3. Can disturbances in autonomic nervous system activity be linked to the pain sensitivity, cerebral processing of noxious stimuli and/or the degree of inflammation in RA patients?

4. Can the subjective perception of fatigue be related to any of the following; pain sensitivity, abnormalities in cerebral pain processing, inflammatory parameters and autonomic activity?

5. How are the above parameters affected by treatment with a TNF antagonist (adalimumab) compared to placebo?
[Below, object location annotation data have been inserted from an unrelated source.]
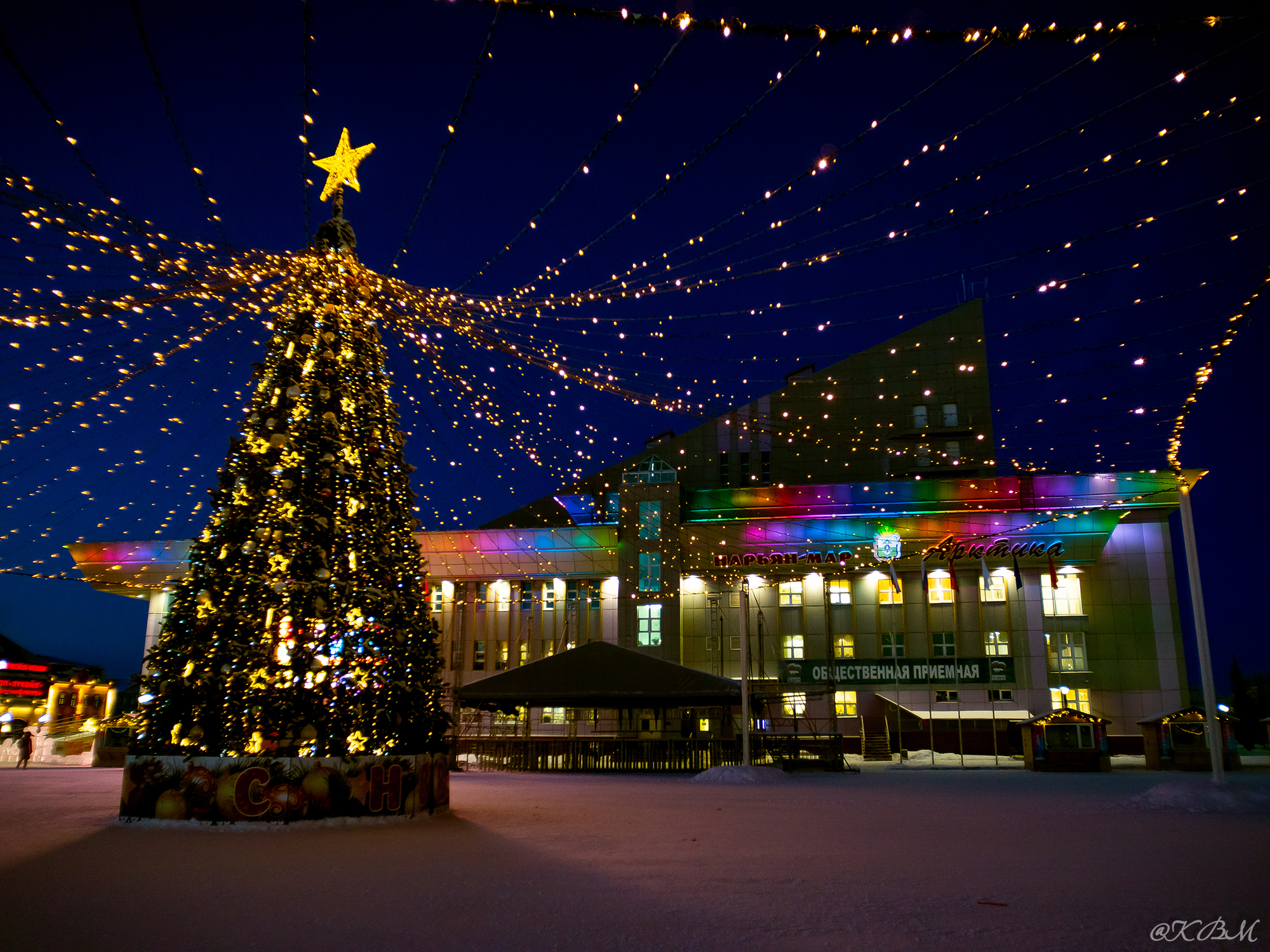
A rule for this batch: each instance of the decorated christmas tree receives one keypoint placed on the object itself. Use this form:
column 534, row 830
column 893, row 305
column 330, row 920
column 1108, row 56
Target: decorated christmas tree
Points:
column 303, row 626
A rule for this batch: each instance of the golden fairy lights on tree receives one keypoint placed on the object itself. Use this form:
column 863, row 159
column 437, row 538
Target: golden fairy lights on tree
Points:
column 303, row 626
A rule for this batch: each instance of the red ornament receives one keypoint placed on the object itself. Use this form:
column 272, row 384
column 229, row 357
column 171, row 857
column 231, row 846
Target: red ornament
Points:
column 288, row 802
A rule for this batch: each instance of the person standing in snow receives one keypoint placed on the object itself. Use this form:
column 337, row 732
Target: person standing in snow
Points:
column 25, row 746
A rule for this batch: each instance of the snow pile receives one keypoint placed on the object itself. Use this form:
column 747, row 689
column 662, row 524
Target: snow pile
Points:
column 1205, row 798
column 739, row 776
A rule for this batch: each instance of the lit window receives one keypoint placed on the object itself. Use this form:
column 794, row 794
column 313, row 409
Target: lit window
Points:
column 995, row 591
column 651, row 520
column 1066, row 652
column 940, row 590
column 1076, row 697
column 650, row 572
column 840, row 592
column 650, row 625
column 996, row 643
column 1066, row 600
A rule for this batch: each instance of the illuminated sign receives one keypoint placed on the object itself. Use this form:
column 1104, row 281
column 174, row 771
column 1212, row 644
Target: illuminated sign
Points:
column 23, row 687
column 22, row 667
column 887, row 545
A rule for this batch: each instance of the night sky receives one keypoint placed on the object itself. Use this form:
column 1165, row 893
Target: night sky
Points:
column 1034, row 166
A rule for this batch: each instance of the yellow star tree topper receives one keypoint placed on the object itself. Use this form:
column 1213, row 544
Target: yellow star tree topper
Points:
column 342, row 168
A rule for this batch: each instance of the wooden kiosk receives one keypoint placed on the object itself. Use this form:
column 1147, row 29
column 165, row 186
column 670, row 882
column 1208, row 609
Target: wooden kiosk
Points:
column 1178, row 742
column 1066, row 741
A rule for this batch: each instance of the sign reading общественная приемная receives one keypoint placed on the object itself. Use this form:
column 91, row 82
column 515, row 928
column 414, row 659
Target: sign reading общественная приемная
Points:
column 919, row 671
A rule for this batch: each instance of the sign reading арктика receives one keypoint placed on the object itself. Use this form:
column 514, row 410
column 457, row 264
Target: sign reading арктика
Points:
column 912, row 671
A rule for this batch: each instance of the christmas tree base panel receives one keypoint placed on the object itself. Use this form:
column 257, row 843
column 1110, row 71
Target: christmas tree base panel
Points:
column 283, row 789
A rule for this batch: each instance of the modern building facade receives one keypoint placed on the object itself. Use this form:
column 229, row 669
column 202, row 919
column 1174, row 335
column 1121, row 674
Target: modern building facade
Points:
column 853, row 524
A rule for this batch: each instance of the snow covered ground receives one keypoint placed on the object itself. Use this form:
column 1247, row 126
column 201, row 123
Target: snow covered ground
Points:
column 890, row 859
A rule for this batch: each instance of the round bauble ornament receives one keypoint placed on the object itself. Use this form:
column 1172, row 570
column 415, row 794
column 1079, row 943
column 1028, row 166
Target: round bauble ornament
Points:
column 171, row 807
column 317, row 786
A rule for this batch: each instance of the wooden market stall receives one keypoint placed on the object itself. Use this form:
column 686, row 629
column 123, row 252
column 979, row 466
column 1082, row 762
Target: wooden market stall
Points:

Patients with active RA and incomplete response to methotrexate (MTX) will be recruited to the study as well as healthy clinical subjects. RA patients and controls will be compared concerning pain pressure thresholds, pain processing using brain fMRI, activity in the autonomous nerve system and inflammatory markers in blood samples as well as assessment of pain, fatigue using standardized assessments. Following inclusion, patients with RA will be randomized into active treatment (A) and placebo control group (B) using standardized procedures for randomized, double blind, placebo controlled studies. The treatment group will receive adalimumab directly following the baseline assessment and subsequently eow during the study. The placebo control group will receive placebo injections at baseline, two weeks and at four weeks and subsequently adalimumab. The overall aim with the study is to obtain increased knowledge concerning pain processing and fatigue in RA, and how these conditions are influenced by treatment with TNF blockade with adalimumab.